Mercilessly unraveling that 2016 report, Arbuthnot began by saying the working group has apparently misunderstood what occurred after Assange’s arrest.

While the group made much of Assange’s 550 days in house arrest before he took to the embassy, Arbuthnot noted that Assange himself proposed this term.

“Mr. Assange was staying in a country house, he had to be indoors at night and had to attend the police station to sign on daily,” she wrote. “I do not find those restrictions harsh and there was certainly no such suggestion during the currency of the extradition proceedings. The court (rightly as it turned out) had a fear Mr. Assange would not surrender himself to the court and to ensure his attendance the conditions suggested by his lawyers were put in place. If the court had not been able to grant him conditional bail, he would have been remanded in custody.”

As for Assange’s stay in the embassy, which the working group labeled as prolonging his deprivation of liberty, Arbuthnot noted the “distinction between being held in Wandsworth Prison and living in the embassy.”

“Firstly, he can leave the embassy whenever he wishes; secondly, he is free to receive, it would seem, an unlimited number of visitors and those visits are not supervised; thirdly, he can choose the food he eats, the time he sleeps and exercises,” she wrote. “He can sit on the balcony (I accept probably observed by the police and his supporters) to take the air. He is not locked in at night. Importantly for a man who spends a great deal of time on his computer, he is free to use multimedia, whether his computer or a mobile telephone, in a way that prisoners are not allowed to do. I suspect if one were to ask one of the men incarcerated in Wandsworth Prison whether conditions in the Ecuadorian Embassy were akin to a remand in custody, the prisoner would dispute the Working Group’s assertion.”

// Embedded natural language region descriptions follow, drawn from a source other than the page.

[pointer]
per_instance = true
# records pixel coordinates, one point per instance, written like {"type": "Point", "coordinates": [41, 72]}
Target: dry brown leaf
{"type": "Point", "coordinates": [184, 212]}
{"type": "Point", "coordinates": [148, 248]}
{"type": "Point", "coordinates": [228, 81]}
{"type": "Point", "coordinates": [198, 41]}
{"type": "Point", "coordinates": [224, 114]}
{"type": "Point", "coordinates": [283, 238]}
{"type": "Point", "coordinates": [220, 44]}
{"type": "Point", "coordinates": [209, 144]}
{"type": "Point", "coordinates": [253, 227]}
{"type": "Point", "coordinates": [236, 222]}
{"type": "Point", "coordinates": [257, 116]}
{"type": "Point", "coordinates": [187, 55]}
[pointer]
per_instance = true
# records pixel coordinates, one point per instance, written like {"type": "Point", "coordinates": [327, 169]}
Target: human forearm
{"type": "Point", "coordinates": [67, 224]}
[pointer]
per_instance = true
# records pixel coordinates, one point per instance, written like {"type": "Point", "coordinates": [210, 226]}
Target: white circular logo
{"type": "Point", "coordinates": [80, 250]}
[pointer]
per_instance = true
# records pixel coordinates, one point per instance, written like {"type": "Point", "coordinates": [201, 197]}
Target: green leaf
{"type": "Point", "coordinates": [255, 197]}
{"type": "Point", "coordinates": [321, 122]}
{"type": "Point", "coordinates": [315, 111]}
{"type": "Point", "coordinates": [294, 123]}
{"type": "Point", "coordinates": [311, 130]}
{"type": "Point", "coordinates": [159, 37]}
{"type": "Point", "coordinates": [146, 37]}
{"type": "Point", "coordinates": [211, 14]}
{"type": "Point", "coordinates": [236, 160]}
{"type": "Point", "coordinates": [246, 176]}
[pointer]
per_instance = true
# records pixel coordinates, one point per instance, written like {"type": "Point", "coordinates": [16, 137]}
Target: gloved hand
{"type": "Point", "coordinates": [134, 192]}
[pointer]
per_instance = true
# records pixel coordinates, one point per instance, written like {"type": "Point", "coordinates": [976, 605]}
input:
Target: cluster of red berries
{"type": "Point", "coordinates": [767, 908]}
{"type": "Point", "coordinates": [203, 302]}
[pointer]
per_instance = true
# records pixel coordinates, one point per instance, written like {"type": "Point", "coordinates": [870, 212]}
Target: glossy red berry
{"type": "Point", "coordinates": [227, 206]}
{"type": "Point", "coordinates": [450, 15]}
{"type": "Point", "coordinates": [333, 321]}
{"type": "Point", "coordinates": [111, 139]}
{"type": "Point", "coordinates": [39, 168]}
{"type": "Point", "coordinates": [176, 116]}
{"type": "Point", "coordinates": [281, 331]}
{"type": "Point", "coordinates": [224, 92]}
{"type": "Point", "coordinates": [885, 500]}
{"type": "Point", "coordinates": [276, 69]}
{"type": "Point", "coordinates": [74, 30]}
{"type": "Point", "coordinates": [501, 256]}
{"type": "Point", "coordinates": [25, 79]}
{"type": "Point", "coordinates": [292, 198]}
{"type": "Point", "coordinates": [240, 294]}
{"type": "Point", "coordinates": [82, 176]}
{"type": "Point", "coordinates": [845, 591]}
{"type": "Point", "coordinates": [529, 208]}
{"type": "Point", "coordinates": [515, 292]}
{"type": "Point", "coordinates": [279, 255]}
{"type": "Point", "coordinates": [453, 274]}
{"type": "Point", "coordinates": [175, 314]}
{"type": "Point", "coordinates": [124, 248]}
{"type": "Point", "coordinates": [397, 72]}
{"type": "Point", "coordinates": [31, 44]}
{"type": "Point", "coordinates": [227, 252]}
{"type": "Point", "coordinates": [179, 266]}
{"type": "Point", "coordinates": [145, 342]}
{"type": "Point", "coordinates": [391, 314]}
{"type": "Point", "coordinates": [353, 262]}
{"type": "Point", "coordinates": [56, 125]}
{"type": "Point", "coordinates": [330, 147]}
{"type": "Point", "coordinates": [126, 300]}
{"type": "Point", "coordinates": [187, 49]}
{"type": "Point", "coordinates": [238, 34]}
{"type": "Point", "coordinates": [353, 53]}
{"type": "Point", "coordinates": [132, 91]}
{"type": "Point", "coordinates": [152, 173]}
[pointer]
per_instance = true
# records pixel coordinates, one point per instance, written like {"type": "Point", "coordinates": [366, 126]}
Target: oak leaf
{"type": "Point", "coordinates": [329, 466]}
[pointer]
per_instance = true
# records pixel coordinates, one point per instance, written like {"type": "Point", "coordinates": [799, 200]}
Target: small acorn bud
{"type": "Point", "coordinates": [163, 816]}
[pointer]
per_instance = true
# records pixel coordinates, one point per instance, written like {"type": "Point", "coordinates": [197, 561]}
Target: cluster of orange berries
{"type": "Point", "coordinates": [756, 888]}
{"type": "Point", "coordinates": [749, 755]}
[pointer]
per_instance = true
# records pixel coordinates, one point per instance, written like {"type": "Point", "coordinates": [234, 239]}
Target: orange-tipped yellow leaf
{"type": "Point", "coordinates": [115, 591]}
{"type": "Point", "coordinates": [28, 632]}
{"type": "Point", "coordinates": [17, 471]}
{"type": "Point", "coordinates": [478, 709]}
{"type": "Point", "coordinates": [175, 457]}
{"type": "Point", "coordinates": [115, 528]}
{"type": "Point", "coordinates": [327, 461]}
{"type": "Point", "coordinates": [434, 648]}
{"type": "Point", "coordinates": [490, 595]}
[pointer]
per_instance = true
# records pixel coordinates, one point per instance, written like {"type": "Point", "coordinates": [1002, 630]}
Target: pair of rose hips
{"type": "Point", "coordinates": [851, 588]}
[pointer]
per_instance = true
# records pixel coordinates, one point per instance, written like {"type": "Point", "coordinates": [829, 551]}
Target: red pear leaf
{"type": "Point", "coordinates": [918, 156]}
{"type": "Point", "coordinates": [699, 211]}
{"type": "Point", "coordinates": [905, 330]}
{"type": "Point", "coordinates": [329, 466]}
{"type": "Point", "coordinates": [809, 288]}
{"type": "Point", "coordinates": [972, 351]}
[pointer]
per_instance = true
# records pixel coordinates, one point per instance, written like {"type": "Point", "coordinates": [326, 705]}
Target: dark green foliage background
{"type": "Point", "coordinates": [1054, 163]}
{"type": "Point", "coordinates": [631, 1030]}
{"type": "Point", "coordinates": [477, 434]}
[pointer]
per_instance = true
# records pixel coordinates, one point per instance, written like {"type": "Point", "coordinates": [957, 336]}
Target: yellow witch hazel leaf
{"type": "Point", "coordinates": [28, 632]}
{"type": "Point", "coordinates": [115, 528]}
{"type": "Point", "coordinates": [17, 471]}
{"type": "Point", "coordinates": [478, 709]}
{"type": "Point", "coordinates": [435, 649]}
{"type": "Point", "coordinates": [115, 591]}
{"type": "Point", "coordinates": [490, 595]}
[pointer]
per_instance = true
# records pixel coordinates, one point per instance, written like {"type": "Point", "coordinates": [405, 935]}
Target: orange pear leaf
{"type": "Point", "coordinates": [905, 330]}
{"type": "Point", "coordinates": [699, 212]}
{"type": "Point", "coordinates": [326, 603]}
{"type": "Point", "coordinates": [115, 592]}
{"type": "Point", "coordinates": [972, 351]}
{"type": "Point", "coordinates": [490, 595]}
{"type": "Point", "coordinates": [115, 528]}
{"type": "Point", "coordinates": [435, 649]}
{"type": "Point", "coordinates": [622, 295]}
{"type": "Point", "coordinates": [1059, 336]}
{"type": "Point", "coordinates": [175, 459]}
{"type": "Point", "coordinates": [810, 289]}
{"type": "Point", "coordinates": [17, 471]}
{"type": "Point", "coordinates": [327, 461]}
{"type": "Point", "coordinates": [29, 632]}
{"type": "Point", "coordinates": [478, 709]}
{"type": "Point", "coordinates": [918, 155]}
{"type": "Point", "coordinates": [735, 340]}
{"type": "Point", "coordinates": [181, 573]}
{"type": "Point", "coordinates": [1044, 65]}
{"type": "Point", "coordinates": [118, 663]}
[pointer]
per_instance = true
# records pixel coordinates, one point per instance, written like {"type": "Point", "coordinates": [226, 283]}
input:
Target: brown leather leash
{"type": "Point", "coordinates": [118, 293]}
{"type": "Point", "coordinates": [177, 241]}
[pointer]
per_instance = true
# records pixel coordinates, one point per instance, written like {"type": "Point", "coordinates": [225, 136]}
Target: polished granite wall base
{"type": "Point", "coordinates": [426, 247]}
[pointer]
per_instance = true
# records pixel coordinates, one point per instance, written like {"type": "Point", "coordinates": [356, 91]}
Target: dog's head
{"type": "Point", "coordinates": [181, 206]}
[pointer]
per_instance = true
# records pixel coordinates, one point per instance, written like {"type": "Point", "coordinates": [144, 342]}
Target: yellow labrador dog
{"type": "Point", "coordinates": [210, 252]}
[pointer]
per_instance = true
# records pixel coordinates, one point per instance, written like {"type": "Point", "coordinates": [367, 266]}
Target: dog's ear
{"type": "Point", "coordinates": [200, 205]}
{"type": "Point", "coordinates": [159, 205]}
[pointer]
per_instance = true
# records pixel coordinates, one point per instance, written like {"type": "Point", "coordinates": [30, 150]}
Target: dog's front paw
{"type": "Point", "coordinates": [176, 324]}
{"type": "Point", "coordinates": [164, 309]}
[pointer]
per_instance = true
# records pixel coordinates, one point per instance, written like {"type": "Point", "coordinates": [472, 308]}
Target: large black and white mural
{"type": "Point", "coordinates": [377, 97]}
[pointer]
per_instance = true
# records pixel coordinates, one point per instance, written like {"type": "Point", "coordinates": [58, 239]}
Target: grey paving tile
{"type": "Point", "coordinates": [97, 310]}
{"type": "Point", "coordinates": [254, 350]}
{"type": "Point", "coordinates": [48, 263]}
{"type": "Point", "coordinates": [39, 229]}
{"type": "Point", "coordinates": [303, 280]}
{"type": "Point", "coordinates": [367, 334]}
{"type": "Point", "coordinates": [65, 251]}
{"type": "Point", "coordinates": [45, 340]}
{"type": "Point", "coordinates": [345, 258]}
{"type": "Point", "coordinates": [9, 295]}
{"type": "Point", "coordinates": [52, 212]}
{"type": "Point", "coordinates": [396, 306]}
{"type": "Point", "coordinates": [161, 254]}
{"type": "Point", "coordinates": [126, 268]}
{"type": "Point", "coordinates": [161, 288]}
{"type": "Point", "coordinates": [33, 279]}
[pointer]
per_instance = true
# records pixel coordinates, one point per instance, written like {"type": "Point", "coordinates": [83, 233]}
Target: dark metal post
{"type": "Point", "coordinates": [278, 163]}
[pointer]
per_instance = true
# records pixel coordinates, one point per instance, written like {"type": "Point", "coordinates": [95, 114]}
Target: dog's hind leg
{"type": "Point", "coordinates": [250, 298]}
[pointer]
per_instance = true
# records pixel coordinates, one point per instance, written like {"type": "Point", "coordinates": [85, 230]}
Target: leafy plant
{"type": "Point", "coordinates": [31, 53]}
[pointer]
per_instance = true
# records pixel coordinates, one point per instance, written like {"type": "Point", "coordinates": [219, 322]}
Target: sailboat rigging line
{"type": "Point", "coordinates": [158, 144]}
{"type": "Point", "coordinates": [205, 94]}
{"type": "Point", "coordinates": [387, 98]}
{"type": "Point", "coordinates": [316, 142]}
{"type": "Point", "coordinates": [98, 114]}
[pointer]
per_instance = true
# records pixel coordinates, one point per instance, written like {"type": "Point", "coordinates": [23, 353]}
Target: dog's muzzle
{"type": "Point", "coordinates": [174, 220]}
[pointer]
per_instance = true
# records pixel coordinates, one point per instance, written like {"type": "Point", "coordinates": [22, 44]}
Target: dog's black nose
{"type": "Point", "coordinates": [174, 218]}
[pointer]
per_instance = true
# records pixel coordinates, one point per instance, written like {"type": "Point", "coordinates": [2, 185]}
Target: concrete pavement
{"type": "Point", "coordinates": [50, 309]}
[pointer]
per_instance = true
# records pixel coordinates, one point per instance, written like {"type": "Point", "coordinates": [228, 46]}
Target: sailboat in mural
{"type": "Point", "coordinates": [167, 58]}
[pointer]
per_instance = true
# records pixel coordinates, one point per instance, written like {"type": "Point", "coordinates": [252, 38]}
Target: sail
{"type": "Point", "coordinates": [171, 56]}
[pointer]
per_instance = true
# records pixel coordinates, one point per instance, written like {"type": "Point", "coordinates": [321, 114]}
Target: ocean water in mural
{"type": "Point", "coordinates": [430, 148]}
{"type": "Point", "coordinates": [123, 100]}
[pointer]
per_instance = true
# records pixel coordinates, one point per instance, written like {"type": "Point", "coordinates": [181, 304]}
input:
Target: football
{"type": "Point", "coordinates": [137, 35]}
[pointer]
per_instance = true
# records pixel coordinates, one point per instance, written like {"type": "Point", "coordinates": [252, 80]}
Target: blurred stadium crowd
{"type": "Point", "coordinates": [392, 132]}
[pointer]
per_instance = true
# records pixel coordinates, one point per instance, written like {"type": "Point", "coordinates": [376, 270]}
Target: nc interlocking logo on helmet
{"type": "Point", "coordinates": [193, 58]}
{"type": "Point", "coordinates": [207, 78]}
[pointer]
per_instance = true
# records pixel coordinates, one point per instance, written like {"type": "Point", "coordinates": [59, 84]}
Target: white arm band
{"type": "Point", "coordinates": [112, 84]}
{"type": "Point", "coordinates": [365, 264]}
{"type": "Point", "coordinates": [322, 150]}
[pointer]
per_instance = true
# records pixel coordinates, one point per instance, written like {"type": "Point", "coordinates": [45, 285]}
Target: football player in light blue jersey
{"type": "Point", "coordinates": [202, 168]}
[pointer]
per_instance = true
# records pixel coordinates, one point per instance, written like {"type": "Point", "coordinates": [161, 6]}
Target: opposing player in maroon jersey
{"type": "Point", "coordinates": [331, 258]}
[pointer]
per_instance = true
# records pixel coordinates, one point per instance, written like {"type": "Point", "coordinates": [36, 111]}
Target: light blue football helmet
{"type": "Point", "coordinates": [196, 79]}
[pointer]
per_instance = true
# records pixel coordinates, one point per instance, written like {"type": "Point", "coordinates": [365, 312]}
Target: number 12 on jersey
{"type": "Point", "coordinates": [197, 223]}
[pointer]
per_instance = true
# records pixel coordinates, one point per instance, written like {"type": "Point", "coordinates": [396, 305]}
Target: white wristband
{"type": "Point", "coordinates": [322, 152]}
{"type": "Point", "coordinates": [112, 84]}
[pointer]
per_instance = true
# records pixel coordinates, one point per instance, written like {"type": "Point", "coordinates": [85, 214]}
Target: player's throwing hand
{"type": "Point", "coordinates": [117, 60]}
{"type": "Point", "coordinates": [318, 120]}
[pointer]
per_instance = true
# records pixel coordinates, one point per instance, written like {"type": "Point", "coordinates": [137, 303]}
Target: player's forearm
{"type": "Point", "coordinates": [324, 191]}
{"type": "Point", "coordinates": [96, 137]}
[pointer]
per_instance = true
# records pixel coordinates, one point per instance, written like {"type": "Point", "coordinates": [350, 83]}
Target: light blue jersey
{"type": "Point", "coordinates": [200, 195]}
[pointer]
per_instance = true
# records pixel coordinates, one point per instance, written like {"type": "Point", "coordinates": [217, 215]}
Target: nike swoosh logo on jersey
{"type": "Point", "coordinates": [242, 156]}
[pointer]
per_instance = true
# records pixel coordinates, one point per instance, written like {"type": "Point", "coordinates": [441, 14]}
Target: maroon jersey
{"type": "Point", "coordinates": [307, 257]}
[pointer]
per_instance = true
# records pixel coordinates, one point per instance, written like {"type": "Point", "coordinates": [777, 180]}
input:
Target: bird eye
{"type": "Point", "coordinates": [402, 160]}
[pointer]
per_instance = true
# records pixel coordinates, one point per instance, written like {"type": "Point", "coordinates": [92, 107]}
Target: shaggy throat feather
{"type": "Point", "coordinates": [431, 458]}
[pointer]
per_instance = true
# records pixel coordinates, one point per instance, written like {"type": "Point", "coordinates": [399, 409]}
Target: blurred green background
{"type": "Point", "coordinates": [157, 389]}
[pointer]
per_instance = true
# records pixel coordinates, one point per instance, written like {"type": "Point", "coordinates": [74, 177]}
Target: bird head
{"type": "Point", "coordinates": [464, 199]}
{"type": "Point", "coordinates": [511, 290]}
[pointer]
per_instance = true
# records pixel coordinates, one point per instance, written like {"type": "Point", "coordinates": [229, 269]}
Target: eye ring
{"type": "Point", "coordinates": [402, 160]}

Giving little weight to the working group’s report, Arbuthnot said she does “not find that Mr. Assange’s stay in the Embassy is inappropriate, unjust, unpredictable, unreasonable, unnecessary.”

What Arbuthnot did find unreasonable were Assange’s fears regarding extradition to the United States, saying any move by Sweden to render the prisoner would have triggered “a diplomatic crisis.”

Further if the United States did request Assange’s extradition, Assange would have been able to raise any bars to such extradition before the London court, she added.

Assange, who was granted Ecuadorean citizenship in December 2017, has been living at the embassy since June 2012 when he dodged extradition by disguising himself as a motorcycle courier.

British police no longer guard the embassy 24 hours a day due to the cost, but authorities in London have said they will arrest Assange if he leaves the embassy.

Arbuthnot said Assange has no one but himself to blame for his prolonged detention.

“If Mr. Assange had gone back to Sweden when he should have done after he had exhausted the appeal processes in this country, the Swedish prosecutor would have questioned him, then either prosecuted him five years ago or discontinued the proceedings,” she wrote.

“Mr. Assange would have had the accusations resolved one way or another.”

Though she accepted that Assange is depressed and deprived of sunlight inside the embassy, the judge also noted that medical reports show Assange to be in “relatively good physical health.”

Supporters bearing “Free Assange” banners outside the court reportedly protested the judgment.

Assange, who tweeted during the hearing that it was “not looking good,” noted this afternoon that his team has three months to appeal Arbuthnot’s ruling.

Attorney General Jeff Sessions called it a “priority” last April to arrest Assange for his role at WikiLeaks, and Assange quoted the U.S. Department of Justice as “confirm[ing] to Reuters again yesterday that its case is ongoing.”

A recent investigation by an Italian reporter found that email exchanges between the Crown Prosecution Service and Swedish authorities related to Assange were deleted in 2014. A CPS spokesperson reportedly denied any legal implications for the data deletion, but added that “we have no way of knowing the content of e-mail accounts once they have been deleted.”